As detailed in this (paywalled) article, the public comments responding to the U.S. Patent and Trademark Office’s “2015 Update on Subject Matter Eligibility” have two overriding themes. First, the USPTO’s Section 101 examination “Guidance” lacks consistency and clarity to allow practitioners to predict whether claims will be rejected under 35 U.S.C. § 101. Second, even assuming that the USPTO’s Guidance was clear, USPTO practice under Alice and Mayo is inconsistent and unpredictable. Different examiners and different art units apply the Guidance in different ways. Some examiners fail to explain the bases of their patent-eligibility rejections; others set forth bases (e.g., the machine-or-transformation test) that are unsupported by the law.
In short, everyone agrees that the USPTO’s implementation of examination for patent-eligible subject matter is a mess. The various players enjoy scant agreement, however, concerning how to clean up that mess.
On the one end of the spectrum, the Biotechnology Industry Organization believes that “the addition of steps or elements that optimize or perfect the conventional method for some specific purpose should always be patent-eligible,” and that the USPTO “should consider providing examples of claims to nature-based products where otherwise ‘well-understood, routine and conventional’ activity has been specified with enough detail to render the claim patent-eligible.” The biotech industry submission goes to lengths to emphasize the factual findings that examiners must make to support Section 101 rejections, and quarrels with the Guidance’s permission for examiner’s to state a prima facie Section 101 rejection with conclusory statements and Official Notice.
On the other hand, the Electronic Frontier Foundation urges that “[g]iven the ongoing flux and uncertainty with regard to subject matter eligibility, USPTO examiners should exercise caution in . . . assessments of patent applications, and the path of caution weighs toward finding ineligibility in situations of doubt.” The EFF then quarrels with examples in the Guidance that suggest patent-eligibility of certain subject matter, and raises examples of recently-issued patents that it believes should have been rejected under Alice.
Further complicating the political picture is that the high tech industry includes an array of views within these two extremes.

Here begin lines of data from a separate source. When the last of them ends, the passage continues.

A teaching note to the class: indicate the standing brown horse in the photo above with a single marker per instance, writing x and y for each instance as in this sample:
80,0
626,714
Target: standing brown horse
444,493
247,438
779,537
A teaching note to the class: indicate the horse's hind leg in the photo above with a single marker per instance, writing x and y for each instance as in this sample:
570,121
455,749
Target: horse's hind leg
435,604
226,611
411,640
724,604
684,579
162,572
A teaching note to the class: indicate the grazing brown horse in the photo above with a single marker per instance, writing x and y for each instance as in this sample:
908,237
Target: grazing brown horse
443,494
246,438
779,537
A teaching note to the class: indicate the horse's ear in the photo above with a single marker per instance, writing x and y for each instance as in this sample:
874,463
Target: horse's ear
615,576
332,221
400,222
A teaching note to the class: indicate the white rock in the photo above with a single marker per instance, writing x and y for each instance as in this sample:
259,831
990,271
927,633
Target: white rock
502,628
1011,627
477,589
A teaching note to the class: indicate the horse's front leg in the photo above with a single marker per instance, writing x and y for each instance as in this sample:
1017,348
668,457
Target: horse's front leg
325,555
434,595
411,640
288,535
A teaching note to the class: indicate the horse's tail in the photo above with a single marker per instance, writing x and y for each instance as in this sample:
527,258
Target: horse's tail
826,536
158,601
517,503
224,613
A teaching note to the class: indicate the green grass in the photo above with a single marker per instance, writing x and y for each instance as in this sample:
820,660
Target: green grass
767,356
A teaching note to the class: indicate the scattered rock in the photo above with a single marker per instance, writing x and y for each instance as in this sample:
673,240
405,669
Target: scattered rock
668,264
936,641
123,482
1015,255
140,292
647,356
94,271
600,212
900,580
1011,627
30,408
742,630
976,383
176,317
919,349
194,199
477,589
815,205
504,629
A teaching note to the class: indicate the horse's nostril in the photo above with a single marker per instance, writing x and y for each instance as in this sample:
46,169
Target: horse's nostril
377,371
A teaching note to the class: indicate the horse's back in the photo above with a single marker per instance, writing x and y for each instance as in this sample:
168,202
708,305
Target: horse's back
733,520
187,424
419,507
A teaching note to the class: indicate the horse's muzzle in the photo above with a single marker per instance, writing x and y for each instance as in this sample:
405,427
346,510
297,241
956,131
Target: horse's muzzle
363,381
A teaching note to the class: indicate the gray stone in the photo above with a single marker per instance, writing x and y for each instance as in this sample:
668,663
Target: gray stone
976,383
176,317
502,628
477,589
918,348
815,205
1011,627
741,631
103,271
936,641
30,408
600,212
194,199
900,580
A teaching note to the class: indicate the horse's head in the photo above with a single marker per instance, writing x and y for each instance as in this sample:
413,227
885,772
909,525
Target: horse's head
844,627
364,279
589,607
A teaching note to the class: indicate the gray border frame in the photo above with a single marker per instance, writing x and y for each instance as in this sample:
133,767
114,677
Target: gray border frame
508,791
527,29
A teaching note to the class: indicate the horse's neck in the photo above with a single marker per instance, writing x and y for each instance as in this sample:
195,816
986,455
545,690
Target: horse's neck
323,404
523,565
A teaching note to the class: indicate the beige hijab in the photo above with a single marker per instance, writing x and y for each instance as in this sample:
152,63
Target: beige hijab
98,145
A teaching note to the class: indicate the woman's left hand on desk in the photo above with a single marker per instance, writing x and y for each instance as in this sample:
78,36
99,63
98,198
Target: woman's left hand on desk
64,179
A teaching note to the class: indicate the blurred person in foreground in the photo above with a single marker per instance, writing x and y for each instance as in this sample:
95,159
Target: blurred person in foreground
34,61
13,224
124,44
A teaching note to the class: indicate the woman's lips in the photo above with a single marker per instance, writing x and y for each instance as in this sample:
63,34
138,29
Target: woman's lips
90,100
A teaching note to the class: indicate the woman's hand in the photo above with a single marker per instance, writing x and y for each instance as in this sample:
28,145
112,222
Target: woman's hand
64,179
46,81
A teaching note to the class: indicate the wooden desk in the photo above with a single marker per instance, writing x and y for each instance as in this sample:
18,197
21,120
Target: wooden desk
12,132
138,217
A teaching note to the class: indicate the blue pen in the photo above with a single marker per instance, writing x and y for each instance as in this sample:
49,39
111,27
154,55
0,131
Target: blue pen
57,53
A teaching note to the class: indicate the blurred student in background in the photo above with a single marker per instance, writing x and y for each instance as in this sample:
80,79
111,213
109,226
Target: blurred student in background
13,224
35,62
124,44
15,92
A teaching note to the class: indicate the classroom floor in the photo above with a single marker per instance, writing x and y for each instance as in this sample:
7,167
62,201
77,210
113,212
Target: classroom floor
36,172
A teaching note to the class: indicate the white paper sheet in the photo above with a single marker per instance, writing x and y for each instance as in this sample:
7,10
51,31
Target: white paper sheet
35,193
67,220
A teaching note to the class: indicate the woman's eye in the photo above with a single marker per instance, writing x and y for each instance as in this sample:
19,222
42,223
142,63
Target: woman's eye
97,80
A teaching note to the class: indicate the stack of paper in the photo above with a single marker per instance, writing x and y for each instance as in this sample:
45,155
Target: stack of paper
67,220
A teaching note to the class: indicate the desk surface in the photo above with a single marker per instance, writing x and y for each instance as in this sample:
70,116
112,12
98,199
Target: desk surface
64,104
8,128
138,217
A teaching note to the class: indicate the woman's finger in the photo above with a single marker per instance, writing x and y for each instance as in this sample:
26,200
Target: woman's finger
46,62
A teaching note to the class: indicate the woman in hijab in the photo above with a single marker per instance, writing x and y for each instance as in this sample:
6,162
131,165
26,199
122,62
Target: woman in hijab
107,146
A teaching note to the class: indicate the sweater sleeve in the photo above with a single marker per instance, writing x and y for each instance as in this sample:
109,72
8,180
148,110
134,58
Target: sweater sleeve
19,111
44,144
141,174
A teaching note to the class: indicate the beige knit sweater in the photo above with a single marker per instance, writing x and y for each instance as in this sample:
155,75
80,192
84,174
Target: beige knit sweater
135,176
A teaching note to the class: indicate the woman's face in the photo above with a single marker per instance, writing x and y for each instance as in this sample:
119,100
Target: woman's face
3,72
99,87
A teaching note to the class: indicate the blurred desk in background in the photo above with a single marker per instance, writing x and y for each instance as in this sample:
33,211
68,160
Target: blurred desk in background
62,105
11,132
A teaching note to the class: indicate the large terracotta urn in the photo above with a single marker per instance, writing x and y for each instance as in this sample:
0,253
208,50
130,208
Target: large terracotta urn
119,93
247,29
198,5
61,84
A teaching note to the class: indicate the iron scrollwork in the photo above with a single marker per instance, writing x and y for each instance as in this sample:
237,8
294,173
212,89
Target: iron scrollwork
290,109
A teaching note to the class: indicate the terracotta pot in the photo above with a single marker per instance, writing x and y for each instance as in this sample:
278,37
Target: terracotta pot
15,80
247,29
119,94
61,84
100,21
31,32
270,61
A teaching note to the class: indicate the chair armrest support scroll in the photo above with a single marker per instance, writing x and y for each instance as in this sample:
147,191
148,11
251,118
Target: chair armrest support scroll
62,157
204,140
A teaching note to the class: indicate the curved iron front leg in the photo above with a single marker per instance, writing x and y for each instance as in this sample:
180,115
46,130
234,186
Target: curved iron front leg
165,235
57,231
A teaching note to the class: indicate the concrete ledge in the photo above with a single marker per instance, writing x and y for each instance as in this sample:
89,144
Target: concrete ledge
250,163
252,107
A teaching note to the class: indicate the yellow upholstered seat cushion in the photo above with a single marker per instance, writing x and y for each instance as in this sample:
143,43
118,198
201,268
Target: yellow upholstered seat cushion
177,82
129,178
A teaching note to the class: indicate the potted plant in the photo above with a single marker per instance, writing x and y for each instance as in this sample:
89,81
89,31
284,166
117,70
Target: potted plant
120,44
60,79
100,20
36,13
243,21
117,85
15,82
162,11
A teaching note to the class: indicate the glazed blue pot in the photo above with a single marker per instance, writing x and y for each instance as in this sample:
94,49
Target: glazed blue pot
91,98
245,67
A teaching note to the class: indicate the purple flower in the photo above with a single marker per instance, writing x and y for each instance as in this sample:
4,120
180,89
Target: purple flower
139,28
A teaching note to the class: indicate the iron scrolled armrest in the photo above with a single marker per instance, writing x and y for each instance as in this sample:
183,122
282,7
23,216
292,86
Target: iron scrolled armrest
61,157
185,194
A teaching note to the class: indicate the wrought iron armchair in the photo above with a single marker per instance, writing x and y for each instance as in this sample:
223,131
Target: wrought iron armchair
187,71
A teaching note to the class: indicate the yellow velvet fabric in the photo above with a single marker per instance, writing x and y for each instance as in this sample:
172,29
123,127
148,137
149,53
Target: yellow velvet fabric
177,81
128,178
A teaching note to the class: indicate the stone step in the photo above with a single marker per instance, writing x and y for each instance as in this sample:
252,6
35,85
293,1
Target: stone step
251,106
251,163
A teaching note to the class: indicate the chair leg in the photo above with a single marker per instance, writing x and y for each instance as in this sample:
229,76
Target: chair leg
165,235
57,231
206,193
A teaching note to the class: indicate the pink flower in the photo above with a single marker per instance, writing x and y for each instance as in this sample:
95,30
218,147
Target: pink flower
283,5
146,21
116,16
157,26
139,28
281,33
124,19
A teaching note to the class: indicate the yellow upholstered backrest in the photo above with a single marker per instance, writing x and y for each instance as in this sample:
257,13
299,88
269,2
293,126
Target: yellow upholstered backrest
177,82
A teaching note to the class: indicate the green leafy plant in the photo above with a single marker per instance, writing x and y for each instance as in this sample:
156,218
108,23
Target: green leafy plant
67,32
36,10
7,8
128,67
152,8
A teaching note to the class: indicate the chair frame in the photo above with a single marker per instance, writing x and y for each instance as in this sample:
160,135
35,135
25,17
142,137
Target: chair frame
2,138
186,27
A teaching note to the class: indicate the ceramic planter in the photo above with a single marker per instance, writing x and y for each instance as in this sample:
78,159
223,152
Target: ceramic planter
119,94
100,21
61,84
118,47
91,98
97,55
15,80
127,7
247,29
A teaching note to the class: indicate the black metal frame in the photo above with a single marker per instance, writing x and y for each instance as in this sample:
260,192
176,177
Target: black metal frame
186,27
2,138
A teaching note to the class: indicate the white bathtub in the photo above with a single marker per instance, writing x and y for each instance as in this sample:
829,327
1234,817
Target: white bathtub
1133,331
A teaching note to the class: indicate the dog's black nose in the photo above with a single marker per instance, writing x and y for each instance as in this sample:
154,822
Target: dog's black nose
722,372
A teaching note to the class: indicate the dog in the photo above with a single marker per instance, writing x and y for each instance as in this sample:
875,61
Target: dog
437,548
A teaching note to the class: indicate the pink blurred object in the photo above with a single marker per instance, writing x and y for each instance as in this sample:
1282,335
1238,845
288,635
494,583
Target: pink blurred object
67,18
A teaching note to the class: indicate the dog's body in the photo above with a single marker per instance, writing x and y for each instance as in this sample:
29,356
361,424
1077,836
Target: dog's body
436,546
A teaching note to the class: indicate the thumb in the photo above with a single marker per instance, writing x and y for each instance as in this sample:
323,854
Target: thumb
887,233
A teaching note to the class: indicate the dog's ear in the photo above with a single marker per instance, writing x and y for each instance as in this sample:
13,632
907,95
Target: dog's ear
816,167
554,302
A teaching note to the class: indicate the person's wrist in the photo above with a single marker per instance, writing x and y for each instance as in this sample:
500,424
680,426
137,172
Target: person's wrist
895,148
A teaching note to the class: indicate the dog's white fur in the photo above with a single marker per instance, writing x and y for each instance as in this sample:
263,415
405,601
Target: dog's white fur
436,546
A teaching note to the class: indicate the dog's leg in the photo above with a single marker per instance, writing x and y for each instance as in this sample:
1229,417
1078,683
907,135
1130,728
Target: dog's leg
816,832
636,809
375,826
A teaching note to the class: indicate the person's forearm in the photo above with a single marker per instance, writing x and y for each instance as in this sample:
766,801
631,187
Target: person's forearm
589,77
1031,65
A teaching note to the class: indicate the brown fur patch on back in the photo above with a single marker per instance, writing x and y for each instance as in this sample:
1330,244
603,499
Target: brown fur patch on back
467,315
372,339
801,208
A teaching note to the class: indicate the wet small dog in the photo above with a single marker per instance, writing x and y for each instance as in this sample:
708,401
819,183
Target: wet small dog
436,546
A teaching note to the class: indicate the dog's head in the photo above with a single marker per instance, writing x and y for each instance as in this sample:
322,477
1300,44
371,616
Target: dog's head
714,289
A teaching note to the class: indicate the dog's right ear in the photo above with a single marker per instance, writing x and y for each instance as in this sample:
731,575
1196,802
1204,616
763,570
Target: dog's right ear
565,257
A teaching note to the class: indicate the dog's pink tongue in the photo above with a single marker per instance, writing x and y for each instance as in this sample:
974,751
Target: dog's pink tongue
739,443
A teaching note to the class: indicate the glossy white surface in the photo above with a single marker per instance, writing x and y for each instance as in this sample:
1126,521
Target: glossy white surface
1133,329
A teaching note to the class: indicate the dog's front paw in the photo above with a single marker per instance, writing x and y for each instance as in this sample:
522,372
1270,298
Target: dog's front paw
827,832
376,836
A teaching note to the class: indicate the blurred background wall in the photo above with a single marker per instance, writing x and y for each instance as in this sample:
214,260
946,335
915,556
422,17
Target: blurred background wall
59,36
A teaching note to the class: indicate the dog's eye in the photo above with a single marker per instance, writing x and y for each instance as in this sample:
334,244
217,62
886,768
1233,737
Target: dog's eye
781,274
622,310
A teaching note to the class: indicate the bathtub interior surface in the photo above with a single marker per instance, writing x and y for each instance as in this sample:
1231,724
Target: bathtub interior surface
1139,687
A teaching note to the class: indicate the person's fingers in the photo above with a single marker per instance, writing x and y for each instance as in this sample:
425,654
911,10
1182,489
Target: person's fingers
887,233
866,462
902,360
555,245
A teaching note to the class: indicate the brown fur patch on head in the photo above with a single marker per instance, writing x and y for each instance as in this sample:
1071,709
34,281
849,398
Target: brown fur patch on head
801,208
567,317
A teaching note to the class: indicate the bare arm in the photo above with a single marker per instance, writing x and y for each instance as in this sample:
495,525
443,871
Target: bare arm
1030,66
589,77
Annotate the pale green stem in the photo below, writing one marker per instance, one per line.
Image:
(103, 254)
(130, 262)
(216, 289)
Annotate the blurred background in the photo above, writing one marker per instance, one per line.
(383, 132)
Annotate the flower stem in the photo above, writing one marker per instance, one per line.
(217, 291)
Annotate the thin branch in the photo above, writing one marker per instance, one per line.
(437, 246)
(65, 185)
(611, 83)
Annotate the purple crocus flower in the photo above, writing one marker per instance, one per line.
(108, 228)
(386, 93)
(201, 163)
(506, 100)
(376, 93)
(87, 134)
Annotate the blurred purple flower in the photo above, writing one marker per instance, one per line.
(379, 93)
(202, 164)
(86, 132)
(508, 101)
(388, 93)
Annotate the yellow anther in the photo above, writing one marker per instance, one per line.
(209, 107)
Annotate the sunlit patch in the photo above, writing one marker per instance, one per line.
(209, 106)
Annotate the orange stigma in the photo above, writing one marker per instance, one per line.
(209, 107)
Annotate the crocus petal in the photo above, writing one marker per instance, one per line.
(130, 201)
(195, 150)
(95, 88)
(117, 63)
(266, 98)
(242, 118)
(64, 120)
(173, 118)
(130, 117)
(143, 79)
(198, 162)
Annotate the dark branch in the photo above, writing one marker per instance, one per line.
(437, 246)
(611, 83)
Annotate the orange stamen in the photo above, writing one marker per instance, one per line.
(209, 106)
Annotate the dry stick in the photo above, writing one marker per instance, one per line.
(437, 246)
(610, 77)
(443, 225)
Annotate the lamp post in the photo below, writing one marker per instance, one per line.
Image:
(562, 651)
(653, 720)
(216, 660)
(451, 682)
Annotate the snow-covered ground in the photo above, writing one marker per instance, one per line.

BSA | The Software Alliance (with high profile members such as Adobe, IBM, Microsoft, and Oracle) sticks up for some business methods, stating that it is wrong to comclude that under Alice “all inventions that have the effect of improving the organization of human activities are not patentable subject matter.” Google, on the other hand, wants the USPTO to emphasize to examiners “that an inventive concept generally requires a technical solution to a technical problem rather than recitation of conventional or generic claim elements,” which Google believes would “increase consistency and predictability in examinations.”
I stick by my earlier recommendation for practitioners to review and use the USPTO’s patent-eligibility Guidance where appropriate. But as these recent public comments demonstrate, the law of patent-eligibility is an unpredictable and roiling ocean of disparate interests and views that is unlikely to settle down any time soon.